Several types of fabric are specially made for needlework and rug making. Generally they are made of cotton, linen and sometimes other plant fibres, such as jute. They are usually stiffened which makes working on them easier. The stiffening material normally washes out if necessary once a piece of work is finished. The most common embroidery fabrics are:~

  • Linen TwillUsed for traditional Jacobean or crewel embroidery. Crewel curtain fabrics, which are produced in Kashmir, India, are embroidered on cotton fabric
  • Medium Weight Linen, Suitable for tablecloths and should be embroidered with stranded or twist cotton
  • Shere Linen, Lightweight, fine linen for handkerchiefs to be embroidered with stranded cotton or silk
  • Evenweave Linen, Known sometimes as art linen. Varying weights. Used for counted or drawn work and Florentine embroidery
  • Evenweave Cotton, Similar uses to Evenweave Linen
  • HessianA jute cloth suitable for embroidery with wool, appliqué work and rug backing
  • Danish Hardanger, Plain weave cotton cloth used for hardanger embroidery and drawn thread work
  • CalicoLightweight cotton fabric used for all types of embroidery and needlework
  • Crash, A heavy cotton fabric made with slubby yarns and used in many types of needlework
  • Binca, Bincarette or Ada CanvasA stiff, mock leno-weave, open canvas with mesh of various sizes. Used for binca or cross-stitch embroidery
  • Plain Weave Cotton Cloths and Canvas, Various weights of these cloths are used for gross point, petit point, tent stitch, Bargello and cross-stitch
  • Lockthread Cloth, An open leno weave canvas used for large embroidery and rug making
  • Panama Cloth,A mock-leno cotton fabric used for cross-stitch embroidery
  • Aliganate or PVA Fabrics, Used in machine embroidery when the background, supporting fabric is dissolved away leaving only the embroidered thread. See algin.
  • FeltMade of wool or man-made fibres. Used for appliqué work and toy making. See felt
net

A very open mesh fabric produced either by hand or by machine in which the structure is ensured by some form of twisting or knotting of threads. Produced with yarn made with most fibres, it may be produced by leno or gauze weave, knitting,knotting or macramé.
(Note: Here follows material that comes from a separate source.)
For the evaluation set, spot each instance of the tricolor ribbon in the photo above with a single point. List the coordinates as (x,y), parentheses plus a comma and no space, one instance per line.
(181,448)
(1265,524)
Net is also produced on a lace machine such as a roller-locker, Levers lace machine or Barmen lace machine. Types of net include: curtain net, mosquito net, fishing net, tulle, cable net, Brussels net, Bretonne net, stirrup net. See netting.

nett silk

A filament of silk which is drawn off the cocoon as a continuous thread.

netting

A method of entwining and knotting yarns, cords or ropes to produce a mesh. See net.

nettle

A nautical term for a small line or cord made of two strands of rope yarn.  Also a short fine flax-like, bast fibre from the stalks of the various plants of the nettle family, urtica dioica, urtica urenaandurtica ceæ (Nepalese allo), by retting or decorticating.  See allo and nilghiri nettle.

nilghiri nettle

A long fine bast fibre from girardinia heterophylla.  Found in the Himalayas, Central India and Sri Lanka.

noil

The short fibres, usually of wool, which have been separated from the long fibres during combing in the fibre preparatory processes before spinning.

non-woven

A range of fabrics made from different fibres which can be bonded together by heat processing, mechanical or chemical means and which are neither woven, knitted or felted. There are basically two types of non-woven fabrics:

  • Long Life Non-Wovens, made of various textile fibres by needle punching, (See needlefelt), bonding with natural or synthetic rubber and impregnating with resins.
  • Short Life Non-Wovens, usually made of cellulose fibres which are disposable. There are several hundred different non-woven disposable products manufactured, which include: bandages, adhesive bandages, handkerchiefs, interlinings, iron-on or sew-on interfacings, industrial and domestic cloths, filters and surface tissues for glass reinforced plastics and resins.
nylon

A very strong man-made polyamide fibre.  The generic name given to fibres composed of long chain polyamide derived from coal and petroleum.